Quantum theory as plausible reasoning applied to data obtained by robust experiments
H. De Raedt, M.I. Katsnelson, and K. Michielsen

TL;DR
This paper demonstrates that quantum theory can be derived from logical inference applied to robust experimental data, showing it as a form of plausible reasoning rather than a fundamental physical postulate.
Contribution
It establishes that quantum descriptions emerge naturally from logical inference applied to independent, reproducible experimental data without assuming quantum theory beforehand.
Findings
Quantum theory can be derived from logical inference principles.
Quantum equations arise from data robustness and independence assumptions.
Quantum formalism reflects plausible reasoning applied to experimental data.
Abstract
We review recent work that employs the framework of logical inference to establish a bridge between data gathered through experiments and their objective description in terms of human-made concepts.

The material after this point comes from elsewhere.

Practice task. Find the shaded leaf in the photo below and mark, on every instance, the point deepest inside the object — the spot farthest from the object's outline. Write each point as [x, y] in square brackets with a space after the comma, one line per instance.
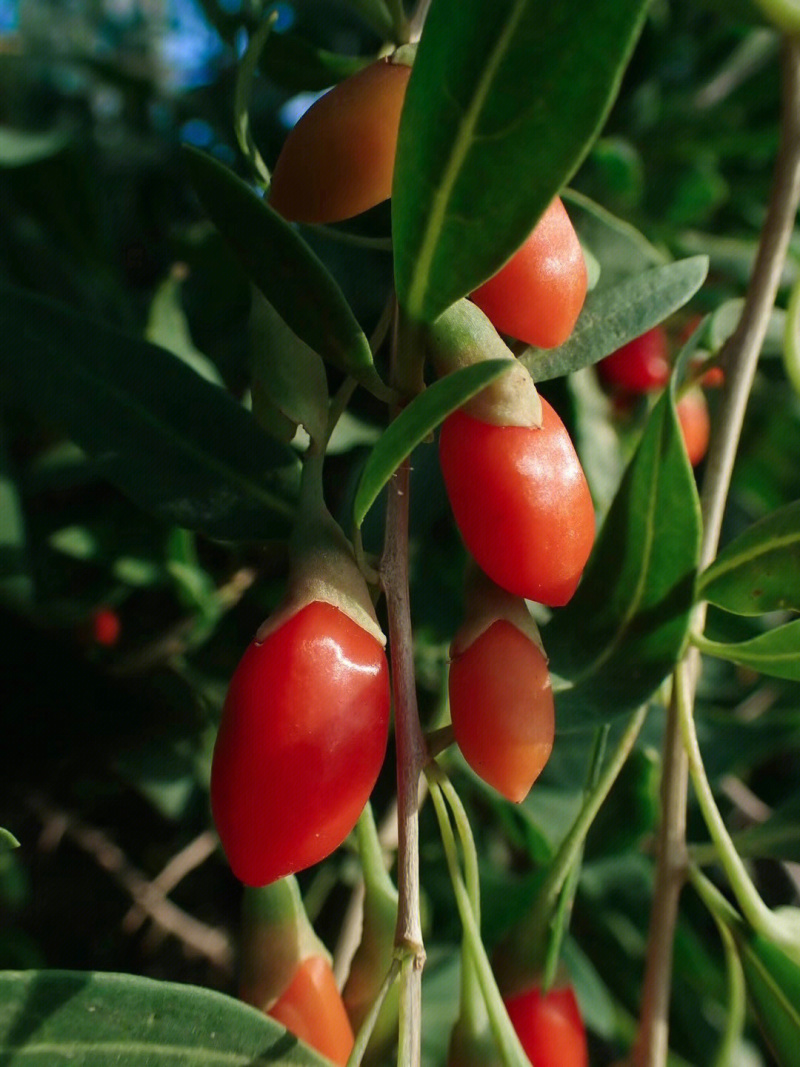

It is shown that logical inference applied to experiments for which the observed events are independent and for which the frequency distribution of these events is robust with respect to small changes of the conditions under which experiments are carried out yields, without introducing any concept of quantum theory, the quantum theoretical description in terms of the Schr\"odinger or the Pauli equation, the Stern-Gerlach or Einstein-Podolsky-Rosen-Bohm experiments. The extraordinary descriptive power of quantum theory then follows from the fact that it is plausible reasoning, that is common sense, applied to reproducible and robust experimental data.